MemEye is a visual-centric evaluation framework that tests whether multimodal agents retain the fine-grained visual details needed for later reasoning. Developed by Minghao Guo, Qingyue Jiao, Zeru Shi, Yihao Quan, Boxuan Zhang, and Danrui Li, the framework measures memory along two axes: the granularity of decisive visual evidence (scene-level down to pixel-level) and how that evidence must be used (single retrieval versus evolutionary synthesis across changing states). Existing benchmarks let agents answer visually grounded questions using only captions or text traces, sidestepping the need to preserve actual visual data. MemEye counters this with eight life-scenario tasks and ablation-driven validation gates that check answerability, shortcut resistance, visual necessity, and reasoning structure.

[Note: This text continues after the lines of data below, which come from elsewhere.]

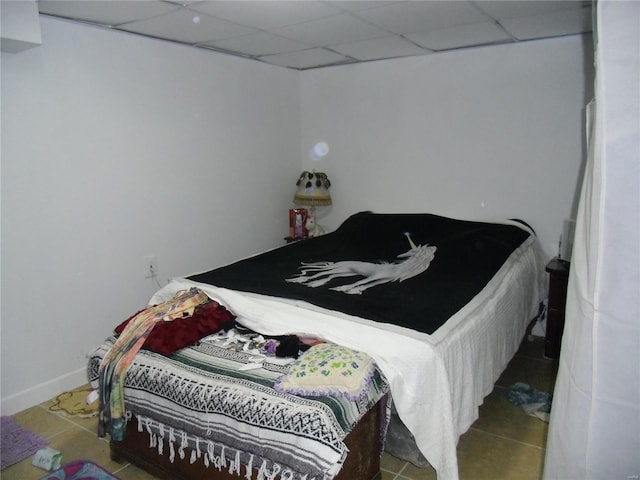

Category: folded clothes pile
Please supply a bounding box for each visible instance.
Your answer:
[506,382,552,422]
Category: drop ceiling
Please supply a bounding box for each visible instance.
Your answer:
[38,0,591,70]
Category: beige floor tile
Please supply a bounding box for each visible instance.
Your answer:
[114,464,157,480]
[458,429,544,480]
[516,336,544,360]
[400,462,436,480]
[380,453,407,473]
[380,470,396,480]
[13,406,73,439]
[471,387,548,448]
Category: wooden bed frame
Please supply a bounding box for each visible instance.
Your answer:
[110,397,386,480]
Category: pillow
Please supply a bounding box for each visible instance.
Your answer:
[115,300,235,355]
[273,343,376,400]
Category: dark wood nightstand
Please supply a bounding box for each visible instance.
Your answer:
[284,237,307,243]
[544,258,571,359]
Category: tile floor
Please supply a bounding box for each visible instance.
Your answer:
[0,337,557,480]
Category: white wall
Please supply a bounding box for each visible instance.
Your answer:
[1,18,300,414]
[1,18,592,414]
[301,36,593,256]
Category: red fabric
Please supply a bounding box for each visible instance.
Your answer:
[115,300,236,355]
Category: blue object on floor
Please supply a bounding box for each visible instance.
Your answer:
[505,382,552,421]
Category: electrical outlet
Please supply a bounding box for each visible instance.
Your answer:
[144,255,158,278]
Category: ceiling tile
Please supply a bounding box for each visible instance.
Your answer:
[121,9,255,44]
[38,0,181,25]
[331,37,430,60]
[272,13,388,47]
[205,32,310,57]
[260,48,349,69]
[330,0,399,12]
[474,0,591,20]
[191,0,340,30]
[500,8,592,40]
[354,1,487,35]
[406,22,513,51]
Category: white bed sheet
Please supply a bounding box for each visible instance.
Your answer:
[150,229,546,480]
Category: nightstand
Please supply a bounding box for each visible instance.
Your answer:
[284,237,307,243]
[544,258,571,359]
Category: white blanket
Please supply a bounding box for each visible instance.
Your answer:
[150,233,544,480]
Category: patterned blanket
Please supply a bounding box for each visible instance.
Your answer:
[88,337,389,480]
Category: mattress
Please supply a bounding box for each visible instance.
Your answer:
[144,214,545,480]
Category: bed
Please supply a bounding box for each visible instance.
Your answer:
[89,212,545,480]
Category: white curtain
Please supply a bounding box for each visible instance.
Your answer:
[544,1,640,480]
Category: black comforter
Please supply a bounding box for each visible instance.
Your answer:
[189,212,530,333]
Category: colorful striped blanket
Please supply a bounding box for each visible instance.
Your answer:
[88,337,389,480]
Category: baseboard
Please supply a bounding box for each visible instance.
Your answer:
[0,368,88,415]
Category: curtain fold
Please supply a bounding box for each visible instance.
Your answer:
[544,1,640,480]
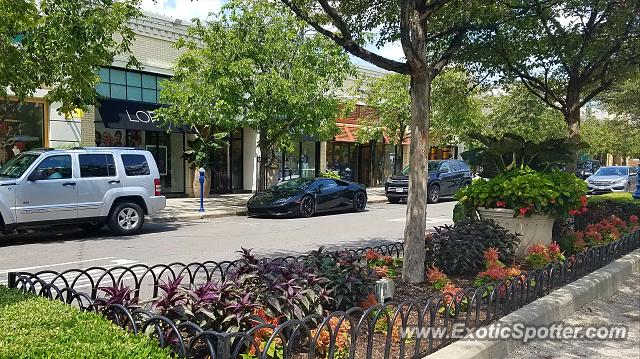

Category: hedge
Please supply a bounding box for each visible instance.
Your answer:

Evaluating 13 memory methods across four vision-language model backbones, the researchers found that current architectures struggle to preserve fine-grained visual details and reason about state changes over time. Three bottlenecks emerged: evidence routing (selecting which visual data to store), temporal tracking (maintaining state across sequences), and detail extraction (capturing pixel-level information rather than scene summaries). The preprint was posted to HuggingFace Papers on May 15, 2026.